So is the social engineering the Army is directed to do just "the continuation of policy by other means"?
Isn't it our policy to spread democracy?
If it is, isn't it our job to mold the population of our target country/population; to till the soil so that it can accept the seeds of representative government?
While I don't like it, I am not sure I can make a cogent argument against it.
http://council.smallwarsjournal.com/...ad.php?t=15993
I think you had some nice comments too?
Molding populations on the behalf of the other is a fool's errand, and, no, the military is not always instructed to do this. For instance, the President wanted options that would allow him to draw down in Afghanistan and focus on CT but the Army didn't want to do that.

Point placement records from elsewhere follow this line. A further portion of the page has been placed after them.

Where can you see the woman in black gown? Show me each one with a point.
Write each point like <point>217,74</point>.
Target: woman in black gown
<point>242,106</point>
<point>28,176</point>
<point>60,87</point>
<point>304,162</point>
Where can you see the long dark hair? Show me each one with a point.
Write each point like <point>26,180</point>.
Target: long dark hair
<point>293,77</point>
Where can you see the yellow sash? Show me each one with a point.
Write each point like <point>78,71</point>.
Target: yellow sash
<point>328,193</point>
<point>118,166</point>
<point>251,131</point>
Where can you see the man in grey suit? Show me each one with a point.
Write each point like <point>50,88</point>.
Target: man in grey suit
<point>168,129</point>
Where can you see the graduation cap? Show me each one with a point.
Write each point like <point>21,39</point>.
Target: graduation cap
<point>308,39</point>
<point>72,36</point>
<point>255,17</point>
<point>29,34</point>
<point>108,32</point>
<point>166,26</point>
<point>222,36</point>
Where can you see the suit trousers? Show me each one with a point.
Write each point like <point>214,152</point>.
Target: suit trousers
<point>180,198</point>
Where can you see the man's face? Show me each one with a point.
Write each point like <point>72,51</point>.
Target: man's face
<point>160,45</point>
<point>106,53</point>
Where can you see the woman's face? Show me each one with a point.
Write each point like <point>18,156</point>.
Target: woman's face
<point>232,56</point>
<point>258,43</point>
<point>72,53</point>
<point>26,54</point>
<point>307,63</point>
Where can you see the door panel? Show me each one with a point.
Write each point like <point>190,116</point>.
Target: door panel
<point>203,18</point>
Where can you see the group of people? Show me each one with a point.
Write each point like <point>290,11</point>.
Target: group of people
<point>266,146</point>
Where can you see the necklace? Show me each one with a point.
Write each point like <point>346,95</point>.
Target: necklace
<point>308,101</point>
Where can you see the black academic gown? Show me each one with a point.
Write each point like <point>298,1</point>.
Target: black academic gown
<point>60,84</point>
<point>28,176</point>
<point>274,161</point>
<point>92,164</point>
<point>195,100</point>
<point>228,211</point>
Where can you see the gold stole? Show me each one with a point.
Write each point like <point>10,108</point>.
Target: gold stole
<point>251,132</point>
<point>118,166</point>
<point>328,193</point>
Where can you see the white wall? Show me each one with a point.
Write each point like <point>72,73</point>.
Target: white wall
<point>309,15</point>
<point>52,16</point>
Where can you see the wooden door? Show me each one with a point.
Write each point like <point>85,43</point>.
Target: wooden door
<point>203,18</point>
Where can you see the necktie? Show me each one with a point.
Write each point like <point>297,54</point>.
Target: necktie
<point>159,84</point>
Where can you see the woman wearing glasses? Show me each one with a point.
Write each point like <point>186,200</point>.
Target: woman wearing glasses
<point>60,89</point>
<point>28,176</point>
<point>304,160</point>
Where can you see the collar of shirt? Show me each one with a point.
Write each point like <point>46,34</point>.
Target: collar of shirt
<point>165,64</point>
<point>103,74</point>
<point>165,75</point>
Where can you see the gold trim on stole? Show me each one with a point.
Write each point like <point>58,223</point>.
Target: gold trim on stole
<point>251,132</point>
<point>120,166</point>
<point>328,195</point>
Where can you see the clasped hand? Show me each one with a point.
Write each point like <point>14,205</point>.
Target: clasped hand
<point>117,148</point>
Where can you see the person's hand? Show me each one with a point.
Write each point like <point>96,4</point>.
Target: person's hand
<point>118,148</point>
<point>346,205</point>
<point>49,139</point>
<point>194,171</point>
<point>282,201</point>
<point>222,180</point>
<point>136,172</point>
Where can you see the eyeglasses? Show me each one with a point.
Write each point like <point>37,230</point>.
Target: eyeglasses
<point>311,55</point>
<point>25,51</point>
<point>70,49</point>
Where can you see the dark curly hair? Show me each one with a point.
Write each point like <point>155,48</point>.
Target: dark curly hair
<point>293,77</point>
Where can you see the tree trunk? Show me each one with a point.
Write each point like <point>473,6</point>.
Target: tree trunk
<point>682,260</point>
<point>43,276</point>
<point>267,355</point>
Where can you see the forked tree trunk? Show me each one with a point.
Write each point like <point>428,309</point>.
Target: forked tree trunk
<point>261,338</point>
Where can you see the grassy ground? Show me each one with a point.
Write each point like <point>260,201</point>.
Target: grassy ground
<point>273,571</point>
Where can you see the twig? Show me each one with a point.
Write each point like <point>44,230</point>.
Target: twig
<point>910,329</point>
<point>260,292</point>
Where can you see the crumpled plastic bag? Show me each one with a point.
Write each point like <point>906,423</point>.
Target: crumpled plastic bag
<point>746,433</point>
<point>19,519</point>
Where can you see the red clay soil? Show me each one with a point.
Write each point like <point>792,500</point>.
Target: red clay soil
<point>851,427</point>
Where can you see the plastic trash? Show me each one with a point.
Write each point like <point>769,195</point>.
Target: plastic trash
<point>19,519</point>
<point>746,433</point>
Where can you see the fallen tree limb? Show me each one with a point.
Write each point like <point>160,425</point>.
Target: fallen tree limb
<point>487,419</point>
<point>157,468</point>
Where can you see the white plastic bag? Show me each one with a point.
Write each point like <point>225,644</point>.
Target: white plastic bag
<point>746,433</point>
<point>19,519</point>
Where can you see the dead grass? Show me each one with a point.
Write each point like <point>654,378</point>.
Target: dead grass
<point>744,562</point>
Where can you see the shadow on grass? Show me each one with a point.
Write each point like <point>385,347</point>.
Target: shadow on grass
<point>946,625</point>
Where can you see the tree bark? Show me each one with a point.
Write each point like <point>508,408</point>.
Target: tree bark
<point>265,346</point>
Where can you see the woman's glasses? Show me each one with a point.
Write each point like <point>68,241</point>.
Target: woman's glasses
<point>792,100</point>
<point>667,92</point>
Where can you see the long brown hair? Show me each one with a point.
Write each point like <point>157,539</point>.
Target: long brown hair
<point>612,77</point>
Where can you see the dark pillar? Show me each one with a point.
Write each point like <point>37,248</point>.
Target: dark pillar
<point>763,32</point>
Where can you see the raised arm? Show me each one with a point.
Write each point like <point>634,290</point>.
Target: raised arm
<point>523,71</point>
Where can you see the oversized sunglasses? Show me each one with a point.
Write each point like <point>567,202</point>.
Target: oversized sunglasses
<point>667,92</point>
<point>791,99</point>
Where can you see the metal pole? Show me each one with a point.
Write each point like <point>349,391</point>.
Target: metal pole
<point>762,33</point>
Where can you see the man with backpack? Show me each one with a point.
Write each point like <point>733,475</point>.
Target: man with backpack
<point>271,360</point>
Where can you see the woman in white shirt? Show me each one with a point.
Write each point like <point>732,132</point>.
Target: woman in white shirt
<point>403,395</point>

Even within the "spread democracy" examples the military got off track on theories like RMA which didn't leave enough troops for post conflict stabilization.
How this turned into a conversation about the military building schools as its primary operation or tactical or whatever focus is beyond me.
See, I shouldn't comment because it's too time consuming :)
PS: Supporting the formation of a government is not synonymous with molding populations. Not everything is population-centric in this sense.
Policy changes from administration to administration and according to national mood, so any operational focus on molding populations is doomed to failure. The military has an obligation to make the true costs of this fool's errand known to its civilian oversears which did not always happen in the examples of Vietnam, Afghanistan or Iraq.
How did such collossal intellectual confusion make its way into our collective national security complex psyche?